Hacker News new | ask | show | jobs
by paulddraper 911 days ago
> base36 textual contexts

Better IMO is base 32 with U (obscenity), 0/O (ambiguity), and I (ambiguity) removed.

6 comments

Removing characters for obscenity is pointless (thousands way to evade this "filter"), english-centric and honestly a weird idea.

I've always heard that the reason in another ambiguity (u/v) which makes more sense to me.

Base64/Base32/ASCII is English-centric.

Might be weird to you personally, but there's literally government agencies to prevent obscenities.

What makes the letter U obscene?
You can make the word fuck with it. That upsets children on the internet.
I doubt that upsets any children on the internet; more likely it upsets some adults on behalf of children on the internet.
If that's what you're trying to avoid, it will be a lot more effective to remove F.
Might as well go for Base27 then. Strip out all of the vowels and you can't accidentally make naughty words any more.
That's Crockford Base32, not RFC Base32

https://en.m.wikipedia.org/wiki/Base32

Crockford is a bit different, and normalizes I/1/O/0 on parsing.
Do we really expect humans to read baseX encodings directly to make it worth to have ambiguity checks?
Sometimes. Imagine if this is being used to generate something like a DOI or other catalog number for some data or physical artifact. As research scales up, the size of these identifiers also benefits from a more compact encoding.
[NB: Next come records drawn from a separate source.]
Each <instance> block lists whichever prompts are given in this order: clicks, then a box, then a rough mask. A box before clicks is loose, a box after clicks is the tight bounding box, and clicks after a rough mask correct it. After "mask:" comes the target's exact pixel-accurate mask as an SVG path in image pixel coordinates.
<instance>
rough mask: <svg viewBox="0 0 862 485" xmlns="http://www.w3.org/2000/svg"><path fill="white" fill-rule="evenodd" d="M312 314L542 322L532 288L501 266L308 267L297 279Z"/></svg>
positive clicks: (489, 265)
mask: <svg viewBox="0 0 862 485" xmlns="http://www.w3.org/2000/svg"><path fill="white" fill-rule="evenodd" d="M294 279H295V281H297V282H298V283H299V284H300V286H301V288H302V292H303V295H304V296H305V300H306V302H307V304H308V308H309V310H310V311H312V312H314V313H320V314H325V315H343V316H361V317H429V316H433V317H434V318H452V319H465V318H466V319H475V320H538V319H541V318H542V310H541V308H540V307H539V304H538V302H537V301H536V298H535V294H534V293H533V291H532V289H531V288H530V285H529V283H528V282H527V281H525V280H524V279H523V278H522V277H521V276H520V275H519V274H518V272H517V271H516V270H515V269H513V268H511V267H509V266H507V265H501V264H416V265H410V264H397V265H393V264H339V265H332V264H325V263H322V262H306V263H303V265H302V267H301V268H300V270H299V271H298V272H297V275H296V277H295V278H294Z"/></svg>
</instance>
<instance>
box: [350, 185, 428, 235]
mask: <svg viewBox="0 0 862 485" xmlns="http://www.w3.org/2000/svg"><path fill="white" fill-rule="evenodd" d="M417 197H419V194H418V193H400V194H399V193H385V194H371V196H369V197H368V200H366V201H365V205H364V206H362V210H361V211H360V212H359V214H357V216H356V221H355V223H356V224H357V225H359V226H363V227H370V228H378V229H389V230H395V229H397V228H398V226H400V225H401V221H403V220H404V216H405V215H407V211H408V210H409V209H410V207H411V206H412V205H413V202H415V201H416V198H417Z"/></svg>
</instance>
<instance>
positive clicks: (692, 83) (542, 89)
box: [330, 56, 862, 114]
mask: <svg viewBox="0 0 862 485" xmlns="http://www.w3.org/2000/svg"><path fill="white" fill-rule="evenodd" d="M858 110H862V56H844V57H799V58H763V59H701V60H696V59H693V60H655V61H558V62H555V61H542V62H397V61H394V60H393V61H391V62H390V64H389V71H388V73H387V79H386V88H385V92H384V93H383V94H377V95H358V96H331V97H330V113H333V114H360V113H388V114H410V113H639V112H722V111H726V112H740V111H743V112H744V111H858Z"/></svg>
These kinds of IDs might be printed in a research paper (perhaps in a figure caption or bibliography/reference entry). Then, someone might be reading this from a printed copy of the paper rather than a PDF with a link in it.

Or, researchers might be verbally referencing a particular item during some meeting. It might be recognizable among some peers actively working with the same artifacts, but might also need to be typed back into some search form to get back to online metadata etc.

Another place the same identifier might be is on a printed label for physical artifacts in an archive. Of course, you might also want something like a 2D barcode for scanning, but it is helpful to have something human readable.

Removing U just means your CD key begins with FCKGW
So.. crockford32 mentioned in the article?